The bacteria that live near hydrothermal vents on the ocean floor deal with bone-crushing pressures and noxious plumes of sulfurous water at temperatures above 500 degrees Fahrenheit. As if this environment were not inhospitable enough, scientists at the University of Michigan recently discovered that these bacteria must also battle a group of viruses eager to hijack their molecular machinery for selfish ends.

The microbiologists traveled to the western Pacific Ocean and the Gulf of California, collecting samples from over 6,000 feet deep using an unmanned submarine from the Woods Hole Oceanographic Institution. By sequencing the bits of DNA found near the ocean floor, they determined that a common sulfur-consuming bacterium called SUP05 was accompanied by five predatory viruses previously unknown to science. Although viruses commonly prey on marine bacteria, they had never been found in chemosynthetic organisms, which use mineral compounds for energy instead of light.
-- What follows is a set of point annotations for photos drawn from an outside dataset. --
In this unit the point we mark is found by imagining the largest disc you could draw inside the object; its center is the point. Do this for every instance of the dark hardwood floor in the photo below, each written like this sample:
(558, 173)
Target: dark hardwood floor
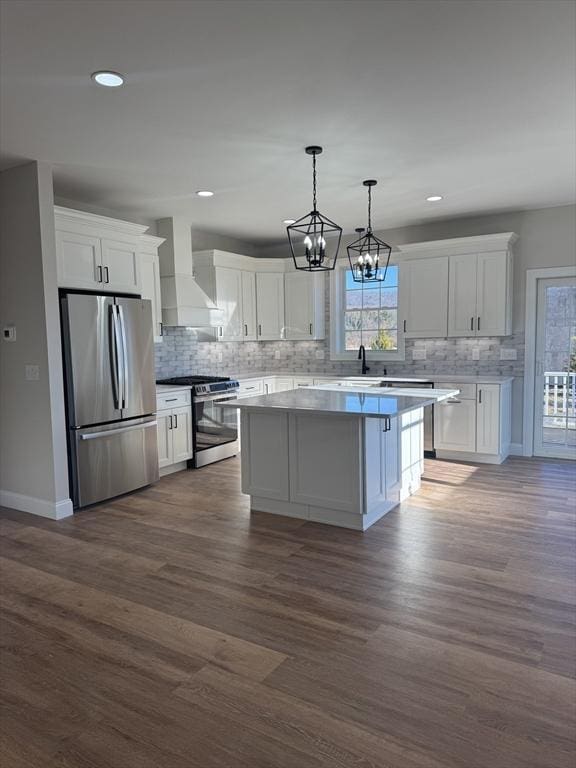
(172, 629)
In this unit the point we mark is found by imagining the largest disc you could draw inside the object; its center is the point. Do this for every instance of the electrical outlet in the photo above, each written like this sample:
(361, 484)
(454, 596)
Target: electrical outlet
(32, 372)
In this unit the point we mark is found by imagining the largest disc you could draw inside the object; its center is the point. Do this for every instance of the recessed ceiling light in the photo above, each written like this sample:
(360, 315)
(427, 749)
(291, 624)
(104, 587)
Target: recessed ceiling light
(108, 79)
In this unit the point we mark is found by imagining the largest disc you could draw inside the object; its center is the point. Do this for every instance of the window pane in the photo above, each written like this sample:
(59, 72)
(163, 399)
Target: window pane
(352, 321)
(388, 318)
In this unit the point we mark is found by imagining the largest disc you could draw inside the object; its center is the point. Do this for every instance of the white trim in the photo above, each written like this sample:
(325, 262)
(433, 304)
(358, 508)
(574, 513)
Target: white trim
(55, 510)
(532, 277)
(458, 245)
(336, 311)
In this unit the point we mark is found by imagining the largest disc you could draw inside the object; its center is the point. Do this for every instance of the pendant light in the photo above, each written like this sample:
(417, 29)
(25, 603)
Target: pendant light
(368, 255)
(314, 239)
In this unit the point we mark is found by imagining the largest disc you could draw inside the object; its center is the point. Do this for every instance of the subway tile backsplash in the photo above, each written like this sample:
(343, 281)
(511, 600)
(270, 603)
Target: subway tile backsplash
(181, 352)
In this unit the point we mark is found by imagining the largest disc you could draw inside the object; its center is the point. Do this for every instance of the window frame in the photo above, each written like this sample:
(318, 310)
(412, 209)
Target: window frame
(337, 309)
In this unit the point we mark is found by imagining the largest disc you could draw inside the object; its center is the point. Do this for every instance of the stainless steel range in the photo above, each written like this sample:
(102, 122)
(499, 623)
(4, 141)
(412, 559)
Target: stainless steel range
(214, 429)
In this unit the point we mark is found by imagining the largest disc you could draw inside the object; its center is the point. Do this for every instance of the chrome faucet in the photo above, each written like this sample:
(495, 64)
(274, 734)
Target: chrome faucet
(362, 356)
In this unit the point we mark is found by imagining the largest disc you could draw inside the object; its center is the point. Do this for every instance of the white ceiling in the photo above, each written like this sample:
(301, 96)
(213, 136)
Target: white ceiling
(472, 100)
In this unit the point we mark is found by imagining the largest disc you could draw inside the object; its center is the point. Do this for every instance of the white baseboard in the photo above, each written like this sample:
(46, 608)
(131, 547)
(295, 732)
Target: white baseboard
(516, 449)
(55, 510)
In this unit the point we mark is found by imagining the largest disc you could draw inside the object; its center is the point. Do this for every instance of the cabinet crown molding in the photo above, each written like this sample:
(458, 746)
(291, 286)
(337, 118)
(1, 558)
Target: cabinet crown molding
(501, 241)
(69, 217)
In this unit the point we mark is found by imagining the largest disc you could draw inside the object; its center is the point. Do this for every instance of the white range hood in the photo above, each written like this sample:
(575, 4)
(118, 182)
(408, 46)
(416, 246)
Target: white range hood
(184, 303)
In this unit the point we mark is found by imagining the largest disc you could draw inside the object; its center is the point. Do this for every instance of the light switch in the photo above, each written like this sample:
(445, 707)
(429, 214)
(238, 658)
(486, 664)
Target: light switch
(32, 372)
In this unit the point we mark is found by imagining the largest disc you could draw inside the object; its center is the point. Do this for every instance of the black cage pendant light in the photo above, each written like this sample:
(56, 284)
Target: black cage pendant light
(369, 256)
(314, 239)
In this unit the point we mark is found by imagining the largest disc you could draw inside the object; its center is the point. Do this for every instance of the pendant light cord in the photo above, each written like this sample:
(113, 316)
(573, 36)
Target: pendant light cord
(314, 181)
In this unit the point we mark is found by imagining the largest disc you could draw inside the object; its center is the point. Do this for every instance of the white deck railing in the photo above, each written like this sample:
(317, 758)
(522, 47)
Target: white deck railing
(559, 394)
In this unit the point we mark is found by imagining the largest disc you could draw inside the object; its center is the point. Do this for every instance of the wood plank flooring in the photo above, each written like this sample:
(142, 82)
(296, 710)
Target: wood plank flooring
(173, 629)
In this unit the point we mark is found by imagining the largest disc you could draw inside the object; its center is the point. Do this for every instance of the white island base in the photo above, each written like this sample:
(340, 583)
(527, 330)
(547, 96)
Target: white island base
(345, 470)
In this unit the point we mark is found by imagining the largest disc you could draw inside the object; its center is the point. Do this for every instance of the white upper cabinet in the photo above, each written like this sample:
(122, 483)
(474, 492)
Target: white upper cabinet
(249, 305)
(480, 294)
(120, 265)
(228, 298)
(79, 260)
(304, 306)
(270, 305)
(150, 280)
(424, 287)
(462, 295)
(96, 252)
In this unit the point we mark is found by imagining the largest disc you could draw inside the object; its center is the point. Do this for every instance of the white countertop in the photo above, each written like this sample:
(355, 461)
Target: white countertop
(363, 402)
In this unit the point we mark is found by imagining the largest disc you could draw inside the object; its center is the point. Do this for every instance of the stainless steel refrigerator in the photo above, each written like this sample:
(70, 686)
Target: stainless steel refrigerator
(110, 395)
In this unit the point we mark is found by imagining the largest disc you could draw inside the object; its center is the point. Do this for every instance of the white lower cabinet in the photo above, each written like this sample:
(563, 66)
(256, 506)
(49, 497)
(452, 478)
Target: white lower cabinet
(476, 424)
(175, 442)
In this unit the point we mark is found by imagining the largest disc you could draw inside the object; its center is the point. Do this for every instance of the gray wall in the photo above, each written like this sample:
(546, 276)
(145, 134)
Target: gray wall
(33, 471)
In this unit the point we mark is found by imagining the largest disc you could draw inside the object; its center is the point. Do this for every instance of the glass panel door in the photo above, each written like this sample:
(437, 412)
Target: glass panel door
(555, 403)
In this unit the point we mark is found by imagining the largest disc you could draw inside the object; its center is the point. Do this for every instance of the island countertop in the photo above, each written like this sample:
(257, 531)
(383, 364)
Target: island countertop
(365, 404)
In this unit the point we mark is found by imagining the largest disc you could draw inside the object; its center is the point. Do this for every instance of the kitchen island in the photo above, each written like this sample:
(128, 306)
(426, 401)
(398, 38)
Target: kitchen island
(339, 457)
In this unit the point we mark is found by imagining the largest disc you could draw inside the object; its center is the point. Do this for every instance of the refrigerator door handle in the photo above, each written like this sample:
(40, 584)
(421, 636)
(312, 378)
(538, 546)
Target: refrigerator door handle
(120, 430)
(114, 356)
(124, 358)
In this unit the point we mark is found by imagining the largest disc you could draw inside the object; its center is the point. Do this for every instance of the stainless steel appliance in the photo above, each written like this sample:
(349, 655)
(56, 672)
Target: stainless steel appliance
(214, 429)
(110, 395)
(429, 450)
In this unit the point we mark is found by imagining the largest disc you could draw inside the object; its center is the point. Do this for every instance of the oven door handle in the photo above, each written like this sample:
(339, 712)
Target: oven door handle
(220, 397)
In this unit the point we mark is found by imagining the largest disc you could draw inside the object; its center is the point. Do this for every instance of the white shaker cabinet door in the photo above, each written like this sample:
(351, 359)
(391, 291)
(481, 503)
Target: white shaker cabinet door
(229, 299)
(270, 305)
(120, 263)
(455, 425)
(462, 295)
(164, 430)
(488, 419)
(182, 434)
(424, 287)
(249, 305)
(492, 294)
(79, 261)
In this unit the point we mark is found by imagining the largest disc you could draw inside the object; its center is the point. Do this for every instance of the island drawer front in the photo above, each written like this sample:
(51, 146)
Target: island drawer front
(467, 390)
(173, 400)
(251, 388)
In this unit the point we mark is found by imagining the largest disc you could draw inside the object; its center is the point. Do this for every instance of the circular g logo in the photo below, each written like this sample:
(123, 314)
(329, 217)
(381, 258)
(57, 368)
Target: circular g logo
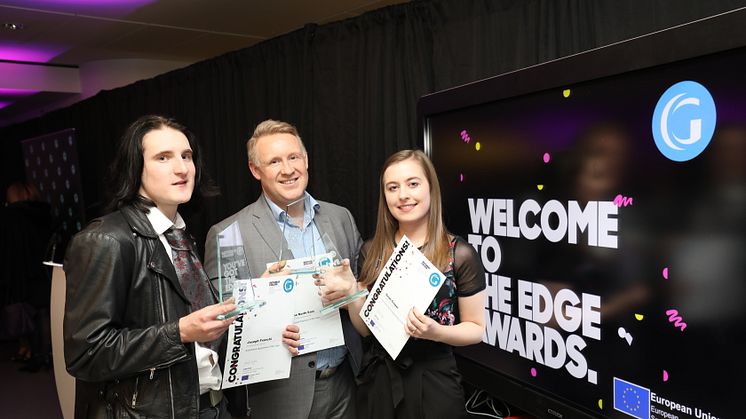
(288, 285)
(684, 121)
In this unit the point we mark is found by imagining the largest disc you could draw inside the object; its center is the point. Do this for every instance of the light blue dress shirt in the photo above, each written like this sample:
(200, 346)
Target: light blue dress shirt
(306, 241)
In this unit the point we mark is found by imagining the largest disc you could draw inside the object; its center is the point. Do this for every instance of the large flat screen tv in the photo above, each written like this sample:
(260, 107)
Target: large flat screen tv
(606, 196)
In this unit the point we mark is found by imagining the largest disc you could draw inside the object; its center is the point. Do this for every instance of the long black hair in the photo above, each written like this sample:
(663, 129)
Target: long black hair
(125, 177)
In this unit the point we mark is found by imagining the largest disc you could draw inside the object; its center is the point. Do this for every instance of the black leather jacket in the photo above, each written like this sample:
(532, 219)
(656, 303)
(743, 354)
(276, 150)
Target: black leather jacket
(121, 329)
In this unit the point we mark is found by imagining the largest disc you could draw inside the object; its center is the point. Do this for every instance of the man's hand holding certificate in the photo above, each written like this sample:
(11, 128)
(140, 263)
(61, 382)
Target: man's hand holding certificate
(317, 331)
(408, 280)
(256, 352)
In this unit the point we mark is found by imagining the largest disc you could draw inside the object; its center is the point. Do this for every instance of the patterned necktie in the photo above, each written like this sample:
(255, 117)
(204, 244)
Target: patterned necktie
(192, 276)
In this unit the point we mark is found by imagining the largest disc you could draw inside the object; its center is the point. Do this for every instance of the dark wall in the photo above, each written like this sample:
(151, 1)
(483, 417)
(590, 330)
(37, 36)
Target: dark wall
(351, 87)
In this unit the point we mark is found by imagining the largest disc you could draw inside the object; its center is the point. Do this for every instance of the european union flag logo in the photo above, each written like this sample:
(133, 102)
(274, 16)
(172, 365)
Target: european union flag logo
(631, 399)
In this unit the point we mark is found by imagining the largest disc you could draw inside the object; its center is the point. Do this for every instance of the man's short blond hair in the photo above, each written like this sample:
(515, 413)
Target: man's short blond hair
(269, 127)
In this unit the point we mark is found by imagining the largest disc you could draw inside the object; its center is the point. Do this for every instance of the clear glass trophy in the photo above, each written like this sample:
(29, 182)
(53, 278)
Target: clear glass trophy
(335, 261)
(232, 266)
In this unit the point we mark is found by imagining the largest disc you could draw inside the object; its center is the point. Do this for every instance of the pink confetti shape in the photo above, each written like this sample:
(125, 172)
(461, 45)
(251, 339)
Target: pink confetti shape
(673, 317)
(621, 200)
(465, 136)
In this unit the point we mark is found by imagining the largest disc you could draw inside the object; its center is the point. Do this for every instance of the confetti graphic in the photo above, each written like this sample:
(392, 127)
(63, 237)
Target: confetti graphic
(673, 317)
(625, 335)
(621, 201)
(465, 136)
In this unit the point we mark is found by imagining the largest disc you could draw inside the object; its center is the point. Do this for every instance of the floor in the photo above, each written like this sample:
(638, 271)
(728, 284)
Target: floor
(26, 395)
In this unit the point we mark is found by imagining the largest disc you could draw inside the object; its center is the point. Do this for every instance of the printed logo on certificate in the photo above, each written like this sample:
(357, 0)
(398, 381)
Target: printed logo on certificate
(318, 330)
(256, 352)
(407, 280)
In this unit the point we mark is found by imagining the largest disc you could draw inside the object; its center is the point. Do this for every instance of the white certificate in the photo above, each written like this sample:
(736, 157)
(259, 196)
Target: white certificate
(317, 331)
(255, 349)
(407, 280)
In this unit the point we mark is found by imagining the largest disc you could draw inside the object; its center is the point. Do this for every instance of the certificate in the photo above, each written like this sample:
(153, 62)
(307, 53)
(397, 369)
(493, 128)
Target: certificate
(407, 280)
(317, 331)
(255, 350)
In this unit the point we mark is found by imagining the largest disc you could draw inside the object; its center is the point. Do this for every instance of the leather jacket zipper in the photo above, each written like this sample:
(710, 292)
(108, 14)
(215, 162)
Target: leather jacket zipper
(137, 382)
(134, 393)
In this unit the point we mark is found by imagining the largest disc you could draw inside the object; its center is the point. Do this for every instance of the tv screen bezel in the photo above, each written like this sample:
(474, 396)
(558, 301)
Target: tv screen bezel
(714, 34)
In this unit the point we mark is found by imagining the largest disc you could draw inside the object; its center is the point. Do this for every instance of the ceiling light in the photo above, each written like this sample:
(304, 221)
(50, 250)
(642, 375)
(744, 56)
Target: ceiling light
(11, 26)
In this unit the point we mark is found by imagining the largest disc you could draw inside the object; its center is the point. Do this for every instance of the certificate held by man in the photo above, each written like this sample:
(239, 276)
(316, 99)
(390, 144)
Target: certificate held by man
(255, 351)
(407, 280)
(318, 330)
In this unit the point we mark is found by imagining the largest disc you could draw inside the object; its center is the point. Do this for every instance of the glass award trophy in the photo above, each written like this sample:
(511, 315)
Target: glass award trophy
(335, 261)
(232, 266)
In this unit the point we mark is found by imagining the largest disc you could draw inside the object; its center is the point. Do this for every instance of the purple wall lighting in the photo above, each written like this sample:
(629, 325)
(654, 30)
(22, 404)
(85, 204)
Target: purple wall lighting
(16, 93)
(35, 54)
(82, 6)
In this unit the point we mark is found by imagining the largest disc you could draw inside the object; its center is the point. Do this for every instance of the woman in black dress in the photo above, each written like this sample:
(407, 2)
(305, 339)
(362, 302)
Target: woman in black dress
(423, 381)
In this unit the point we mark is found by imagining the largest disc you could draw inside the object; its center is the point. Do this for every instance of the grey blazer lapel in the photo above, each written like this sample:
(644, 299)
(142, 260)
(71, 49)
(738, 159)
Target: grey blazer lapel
(266, 225)
(325, 226)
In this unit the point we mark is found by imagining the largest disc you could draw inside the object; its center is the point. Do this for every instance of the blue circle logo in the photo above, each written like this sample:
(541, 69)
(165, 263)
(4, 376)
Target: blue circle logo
(684, 121)
(288, 285)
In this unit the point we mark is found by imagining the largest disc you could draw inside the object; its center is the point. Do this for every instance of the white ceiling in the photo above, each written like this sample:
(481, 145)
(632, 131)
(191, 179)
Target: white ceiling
(68, 50)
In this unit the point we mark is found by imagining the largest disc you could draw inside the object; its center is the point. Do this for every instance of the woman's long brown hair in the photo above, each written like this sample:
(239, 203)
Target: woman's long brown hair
(382, 245)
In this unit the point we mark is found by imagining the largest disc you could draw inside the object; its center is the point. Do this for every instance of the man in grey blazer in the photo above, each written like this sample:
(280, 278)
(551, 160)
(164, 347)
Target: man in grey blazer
(286, 222)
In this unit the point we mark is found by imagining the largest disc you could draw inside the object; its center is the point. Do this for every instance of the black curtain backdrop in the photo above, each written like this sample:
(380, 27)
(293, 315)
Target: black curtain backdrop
(351, 88)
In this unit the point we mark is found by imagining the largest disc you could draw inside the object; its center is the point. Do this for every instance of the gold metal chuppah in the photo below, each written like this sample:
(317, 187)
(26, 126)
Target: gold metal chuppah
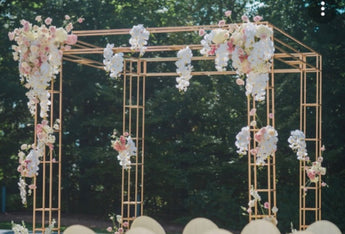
(291, 57)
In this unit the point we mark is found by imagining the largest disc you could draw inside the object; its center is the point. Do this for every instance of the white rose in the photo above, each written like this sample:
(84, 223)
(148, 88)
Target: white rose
(220, 35)
(60, 35)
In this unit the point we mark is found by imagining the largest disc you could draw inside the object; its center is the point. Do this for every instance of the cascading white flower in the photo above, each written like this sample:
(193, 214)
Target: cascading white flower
(256, 85)
(184, 68)
(222, 57)
(139, 37)
(297, 143)
(267, 138)
(243, 140)
(22, 188)
(113, 63)
(125, 146)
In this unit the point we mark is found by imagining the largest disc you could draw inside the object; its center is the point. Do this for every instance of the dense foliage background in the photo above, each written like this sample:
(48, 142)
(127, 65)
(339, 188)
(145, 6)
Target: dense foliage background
(192, 168)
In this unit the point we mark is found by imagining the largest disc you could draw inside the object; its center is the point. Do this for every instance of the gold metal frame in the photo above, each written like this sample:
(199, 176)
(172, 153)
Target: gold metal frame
(293, 57)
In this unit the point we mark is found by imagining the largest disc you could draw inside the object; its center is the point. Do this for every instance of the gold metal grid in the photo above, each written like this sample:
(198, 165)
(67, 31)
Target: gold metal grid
(289, 51)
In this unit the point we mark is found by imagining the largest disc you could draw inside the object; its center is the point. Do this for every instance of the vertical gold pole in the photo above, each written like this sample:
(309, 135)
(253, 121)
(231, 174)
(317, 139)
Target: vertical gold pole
(35, 177)
(123, 130)
(60, 150)
(143, 137)
(320, 121)
(249, 157)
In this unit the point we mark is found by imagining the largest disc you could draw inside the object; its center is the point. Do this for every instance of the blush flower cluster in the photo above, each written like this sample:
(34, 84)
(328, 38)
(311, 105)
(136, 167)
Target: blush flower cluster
(250, 47)
(184, 68)
(113, 63)
(139, 37)
(242, 140)
(39, 53)
(125, 146)
(267, 138)
(297, 143)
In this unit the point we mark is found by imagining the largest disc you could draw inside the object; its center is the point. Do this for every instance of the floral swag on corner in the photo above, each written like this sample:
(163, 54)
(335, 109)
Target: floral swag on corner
(39, 53)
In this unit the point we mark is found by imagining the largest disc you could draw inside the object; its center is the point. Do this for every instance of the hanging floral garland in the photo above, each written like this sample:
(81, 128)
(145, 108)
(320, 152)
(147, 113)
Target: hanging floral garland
(39, 54)
(39, 50)
(250, 47)
(184, 68)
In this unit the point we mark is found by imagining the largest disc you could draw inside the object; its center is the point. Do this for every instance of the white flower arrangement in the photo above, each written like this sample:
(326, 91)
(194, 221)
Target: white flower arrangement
(19, 229)
(113, 63)
(297, 143)
(250, 47)
(184, 68)
(139, 38)
(243, 140)
(125, 146)
(39, 53)
(267, 138)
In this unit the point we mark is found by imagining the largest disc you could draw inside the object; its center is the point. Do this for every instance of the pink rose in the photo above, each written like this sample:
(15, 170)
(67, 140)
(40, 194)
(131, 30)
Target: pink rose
(11, 36)
(69, 27)
(239, 81)
(228, 13)
(221, 23)
(252, 112)
(71, 39)
(257, 18)
(245, 18)
(323, 148)
(126, 224)
(32, 186)
(52, 29)
(38, 18)
(48, 21)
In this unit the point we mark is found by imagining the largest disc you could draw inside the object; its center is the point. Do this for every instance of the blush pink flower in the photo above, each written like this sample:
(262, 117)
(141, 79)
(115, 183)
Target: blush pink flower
(245, 18)
(228, 13)
(323, 148)
(71, 39)
(38, 18)
(257, 18)
(125, 224)
(48, 21)
(11, 36)
(32, 186)
(221, 23)
(239, 81)
(252, 112)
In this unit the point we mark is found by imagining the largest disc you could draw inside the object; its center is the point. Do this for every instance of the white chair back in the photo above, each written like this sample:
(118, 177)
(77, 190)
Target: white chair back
(199, 226)
(323, 227)
(139, 230)
(260, 227)
(217, 231)
(78, 229)
(148, 223)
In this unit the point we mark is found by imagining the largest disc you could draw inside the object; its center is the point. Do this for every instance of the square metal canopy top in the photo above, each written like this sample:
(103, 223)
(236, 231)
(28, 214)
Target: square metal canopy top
(288, 50)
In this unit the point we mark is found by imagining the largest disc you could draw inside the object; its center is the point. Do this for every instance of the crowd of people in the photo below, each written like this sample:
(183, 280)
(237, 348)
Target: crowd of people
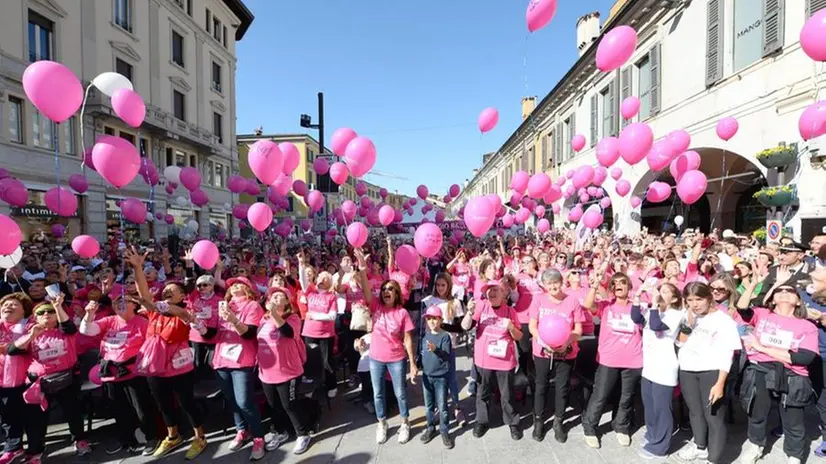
(714, 323)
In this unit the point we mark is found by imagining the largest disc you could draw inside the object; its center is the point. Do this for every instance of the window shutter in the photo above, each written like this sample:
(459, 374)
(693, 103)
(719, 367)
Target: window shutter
(594, 119)
(625, 90)
(773, 25)
(714, 42)
(654, 56)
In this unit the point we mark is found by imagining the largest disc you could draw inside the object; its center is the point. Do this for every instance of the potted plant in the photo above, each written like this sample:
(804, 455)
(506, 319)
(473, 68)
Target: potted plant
(778, 157)
(776, 196)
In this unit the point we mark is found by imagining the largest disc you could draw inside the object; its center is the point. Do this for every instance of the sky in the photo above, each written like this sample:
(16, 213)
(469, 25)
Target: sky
(413, 76)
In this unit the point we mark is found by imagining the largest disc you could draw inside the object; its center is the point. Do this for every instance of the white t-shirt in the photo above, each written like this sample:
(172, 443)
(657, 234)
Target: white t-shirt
(711, 344)
(659, 356)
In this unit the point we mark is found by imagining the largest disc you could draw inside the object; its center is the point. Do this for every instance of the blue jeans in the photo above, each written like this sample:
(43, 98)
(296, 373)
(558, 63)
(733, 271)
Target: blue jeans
(238, 388)
(398, 370)
(435, 396)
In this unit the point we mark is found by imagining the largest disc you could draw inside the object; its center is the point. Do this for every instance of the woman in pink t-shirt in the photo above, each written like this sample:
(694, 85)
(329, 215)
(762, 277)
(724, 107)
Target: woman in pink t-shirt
(281, 356)
(234, 360)
(781, 347)
(122, 337)
(494, 355)
(557, 360)
(391, 343)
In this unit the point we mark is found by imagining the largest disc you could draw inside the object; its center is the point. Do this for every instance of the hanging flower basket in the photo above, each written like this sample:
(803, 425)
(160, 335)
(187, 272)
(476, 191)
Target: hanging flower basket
(776, 196)
(777, 157)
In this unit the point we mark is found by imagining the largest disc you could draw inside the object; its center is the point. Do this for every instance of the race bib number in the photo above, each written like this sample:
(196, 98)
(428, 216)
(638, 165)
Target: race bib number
(231, 352)
(498, 349)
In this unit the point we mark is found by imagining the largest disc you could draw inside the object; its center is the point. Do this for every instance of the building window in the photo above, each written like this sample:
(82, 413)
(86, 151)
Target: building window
(748, 33)
(15, 119)
(123, 68)
(123, 13)
(42, 130)
(177, 49)
(218, 126)
(179, 105)
(216, 76)
(644, 87)
(41, 37)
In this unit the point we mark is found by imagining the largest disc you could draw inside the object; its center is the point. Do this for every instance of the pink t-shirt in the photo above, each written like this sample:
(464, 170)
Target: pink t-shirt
(52, 351)
(494, 349)
(13, 367)
(231, 350)
(121, 341)
(570, 309)
(280, 358)
(206, 311)
(620, 339)
(389, 327)
(785, 333)
(320, 303)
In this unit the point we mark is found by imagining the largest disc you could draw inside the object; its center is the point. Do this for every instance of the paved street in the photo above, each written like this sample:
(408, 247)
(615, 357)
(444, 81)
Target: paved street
(347, 436)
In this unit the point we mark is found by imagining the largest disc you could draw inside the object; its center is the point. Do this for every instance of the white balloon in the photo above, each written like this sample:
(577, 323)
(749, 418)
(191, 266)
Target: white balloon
(109, 82)
(172, 174)
(9, 261)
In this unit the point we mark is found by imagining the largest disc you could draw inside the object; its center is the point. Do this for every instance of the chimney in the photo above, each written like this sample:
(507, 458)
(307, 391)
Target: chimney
(528, 105)
(587, 31)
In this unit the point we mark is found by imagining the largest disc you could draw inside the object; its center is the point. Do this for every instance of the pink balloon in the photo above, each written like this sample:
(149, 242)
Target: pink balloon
(812, 122)
(116, 160)
(78, 183)
(692, 186)
(357, 234)
(266, 161)
(53, 89)
(623, 187)
(615, 48)
(428, 240)
(680, 140)
(630, 107)
(578, 142)
(479, 216)
(539, 14)
(339, 172)
(421, 192)
(488, 119)
(813, 36)
(608, 151)
(321, 166)
(84, 246)
(10, 235)
(727, 127)
(61, 201)
(315, 200)
(129, 106)
(360, 156)
(538, 185)
(205, 254)
(342, 137)
(259, 216)
(658, 192)
(635, 141)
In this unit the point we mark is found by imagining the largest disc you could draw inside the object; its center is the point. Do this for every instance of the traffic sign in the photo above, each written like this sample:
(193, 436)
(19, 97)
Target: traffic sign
(774, 230)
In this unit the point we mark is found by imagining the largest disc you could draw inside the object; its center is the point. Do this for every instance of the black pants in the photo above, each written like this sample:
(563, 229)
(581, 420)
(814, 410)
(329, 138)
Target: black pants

What’s more, the viral genomes possessed sequences that closely mirrored the genes used by the bacterium to process sulfur compounds into usable energy. Karthik Anantharaman, first author of the study published online today in Science, said that the viruses inserted these auxiliary metabolic sequences into the bacteria, causing them to speed up their growth and reproduction. “We suspect that these viruses are essentially hijacking bacterial cells and getting them to consume elemental sulfur so the viruses can propagate themselves,” explained Anantharaman.

Although the origins of these viral SUP05-like genes are unclear, the scientists pointed to other studies in which viruses and bacteria swap genetic material, a phenomenon called lateral gene transfer. Said Gregory Dick, coauthor of the study and leader of the research team, “there seems to have been an exchange of genes, which implicates the viruses as an agent of evolution.” Dick added that the viruses could “serve as a reservoir of genetic diversity” from which the bacteria might draw sequences for themselves.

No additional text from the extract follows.